Former President Donald Trump says he will surrender to authorities in Georgia on Thursday to face charges in the case accusing him of illegally attempting to overturn his 2020 election loss.
“Can you believe it? I’ll be going to Atlanta, Georgia, on Thursday to be ARRESTED,” Trump wrote on his social media network on Monday night, hours after court papers said his bond was $200,000.
In a news release issued Monday afternoon, the Fulton County Sheriff’s Office stated that when Trump surrenders, the area surrounding the main county jail will be placed under “hard lockdown.”
In a court document published online on Monday, bond amounts for the 13 charges against the former president ranged from $10,000 for criminal conspiracy and filing false documents to $80,000 for violating the Georgia Rico Act, which is frequently used against organized crime.
Terms included a prohibition of “act[ing] to intimidate any person known to … be a codefendant or witness in this case”, including in “posts on social media”.
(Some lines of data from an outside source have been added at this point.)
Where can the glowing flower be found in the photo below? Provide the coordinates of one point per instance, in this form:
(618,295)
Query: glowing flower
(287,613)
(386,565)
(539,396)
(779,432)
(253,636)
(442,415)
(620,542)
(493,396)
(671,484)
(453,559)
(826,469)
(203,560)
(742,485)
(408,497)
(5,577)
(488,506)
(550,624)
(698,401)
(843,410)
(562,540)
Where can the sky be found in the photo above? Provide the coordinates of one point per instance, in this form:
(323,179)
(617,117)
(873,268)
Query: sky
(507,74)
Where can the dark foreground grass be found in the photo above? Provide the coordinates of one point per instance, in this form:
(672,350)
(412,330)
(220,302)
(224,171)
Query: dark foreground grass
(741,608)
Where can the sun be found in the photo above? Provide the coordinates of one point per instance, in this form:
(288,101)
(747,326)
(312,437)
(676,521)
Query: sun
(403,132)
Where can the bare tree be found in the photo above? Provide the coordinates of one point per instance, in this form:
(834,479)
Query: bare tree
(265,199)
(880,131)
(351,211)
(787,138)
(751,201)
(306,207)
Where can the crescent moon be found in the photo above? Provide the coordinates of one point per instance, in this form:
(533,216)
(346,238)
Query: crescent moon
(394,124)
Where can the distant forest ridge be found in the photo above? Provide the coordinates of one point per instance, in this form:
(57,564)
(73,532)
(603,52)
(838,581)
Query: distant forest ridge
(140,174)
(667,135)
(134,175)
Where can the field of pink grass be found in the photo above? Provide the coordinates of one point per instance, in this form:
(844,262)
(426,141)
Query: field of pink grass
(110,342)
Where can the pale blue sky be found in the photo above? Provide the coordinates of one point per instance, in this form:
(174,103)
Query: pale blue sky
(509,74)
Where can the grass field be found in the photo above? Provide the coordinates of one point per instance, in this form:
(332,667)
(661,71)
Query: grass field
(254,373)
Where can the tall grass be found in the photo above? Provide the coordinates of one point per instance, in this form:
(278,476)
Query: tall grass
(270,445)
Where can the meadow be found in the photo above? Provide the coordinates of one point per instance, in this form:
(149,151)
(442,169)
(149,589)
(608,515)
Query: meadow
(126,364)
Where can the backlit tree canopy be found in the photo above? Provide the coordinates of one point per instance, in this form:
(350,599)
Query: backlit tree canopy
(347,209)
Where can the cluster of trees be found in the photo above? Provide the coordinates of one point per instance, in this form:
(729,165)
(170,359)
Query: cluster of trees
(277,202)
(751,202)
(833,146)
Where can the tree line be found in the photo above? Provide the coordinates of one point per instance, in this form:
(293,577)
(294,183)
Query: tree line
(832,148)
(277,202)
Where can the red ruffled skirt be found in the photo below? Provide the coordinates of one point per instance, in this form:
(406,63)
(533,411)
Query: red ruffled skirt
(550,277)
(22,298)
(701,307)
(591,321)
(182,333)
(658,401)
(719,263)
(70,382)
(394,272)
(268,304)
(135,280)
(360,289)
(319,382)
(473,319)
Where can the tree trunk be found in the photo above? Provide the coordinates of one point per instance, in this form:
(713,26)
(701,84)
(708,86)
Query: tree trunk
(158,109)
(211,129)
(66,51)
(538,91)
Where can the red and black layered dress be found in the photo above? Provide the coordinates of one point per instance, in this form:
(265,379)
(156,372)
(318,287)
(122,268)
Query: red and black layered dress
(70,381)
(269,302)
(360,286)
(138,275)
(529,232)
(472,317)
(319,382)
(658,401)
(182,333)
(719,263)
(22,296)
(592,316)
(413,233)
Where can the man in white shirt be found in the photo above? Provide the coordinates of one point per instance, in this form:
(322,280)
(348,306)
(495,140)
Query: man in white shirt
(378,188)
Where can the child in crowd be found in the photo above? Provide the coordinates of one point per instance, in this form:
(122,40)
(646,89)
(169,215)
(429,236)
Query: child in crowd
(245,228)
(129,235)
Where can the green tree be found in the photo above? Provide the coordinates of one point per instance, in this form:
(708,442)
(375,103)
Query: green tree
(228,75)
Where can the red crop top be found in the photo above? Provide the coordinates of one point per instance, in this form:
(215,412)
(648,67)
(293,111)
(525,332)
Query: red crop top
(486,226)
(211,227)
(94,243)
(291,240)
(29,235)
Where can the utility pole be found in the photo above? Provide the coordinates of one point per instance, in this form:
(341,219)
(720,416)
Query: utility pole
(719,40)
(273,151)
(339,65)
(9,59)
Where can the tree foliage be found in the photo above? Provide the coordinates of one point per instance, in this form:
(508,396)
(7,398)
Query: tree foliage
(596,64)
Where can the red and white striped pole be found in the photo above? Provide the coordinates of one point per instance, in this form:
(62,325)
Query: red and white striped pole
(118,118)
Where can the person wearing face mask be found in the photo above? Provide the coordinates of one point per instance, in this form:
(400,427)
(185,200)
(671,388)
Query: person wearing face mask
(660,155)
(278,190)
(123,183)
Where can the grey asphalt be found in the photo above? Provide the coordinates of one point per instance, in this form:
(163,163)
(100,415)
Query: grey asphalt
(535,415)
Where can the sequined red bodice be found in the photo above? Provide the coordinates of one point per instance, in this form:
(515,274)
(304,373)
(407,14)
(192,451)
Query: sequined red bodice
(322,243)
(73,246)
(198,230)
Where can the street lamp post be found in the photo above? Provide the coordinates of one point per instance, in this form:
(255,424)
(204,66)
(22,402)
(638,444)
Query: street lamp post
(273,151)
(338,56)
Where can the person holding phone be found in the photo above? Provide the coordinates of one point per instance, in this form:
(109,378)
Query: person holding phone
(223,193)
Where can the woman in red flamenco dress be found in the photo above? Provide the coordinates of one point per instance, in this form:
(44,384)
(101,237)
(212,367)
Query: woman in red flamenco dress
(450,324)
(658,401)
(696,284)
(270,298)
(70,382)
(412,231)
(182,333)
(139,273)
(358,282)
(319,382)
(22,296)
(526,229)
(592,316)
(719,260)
Grand jurors in Georgia are the subject of an investigation by Georgian authorities.
The bond document also said that Trump “shall not communicate in any way, directly or indirectly, about the facts of this case with any person known to him to be a codefendant except through his or her counsel”.
Fulton County District Attorney Fani Willis has set a Friday noon deadline for Trump and his 18 co-defendants to surrender and be booked. The prosecutor has proposed that the defendants be arraigned during the week of September 5th.
She has stated that she intends to try the defendants collectively and bring the case to trial in March of next year, amid the presidential nominating season.
When a defendant is not in custody in Fulton County, their attorneys and the district attorney’s office will frequently negotiate a bond amount before the arraignment, and the judge will approve it.
The defendants will generally be booked at the Fulton County jail.
Individuals are typically photographed, fingerprinted, and asked to provide identifying information during the booking procedure. Since Trump’s bond has already been established, he will be released upon completion of the booking process.
John Eastman, a law professor who assisted Trump in his bid to reverse Joe Biden’s victory in 2020, had his bond set at $100,000.
Rudy Giuliani, a former New York mayor and candidate for the Republican presidential nomination, is also a defendant. The defendants have until Friday at 12 p.m. ET to turn themselves in.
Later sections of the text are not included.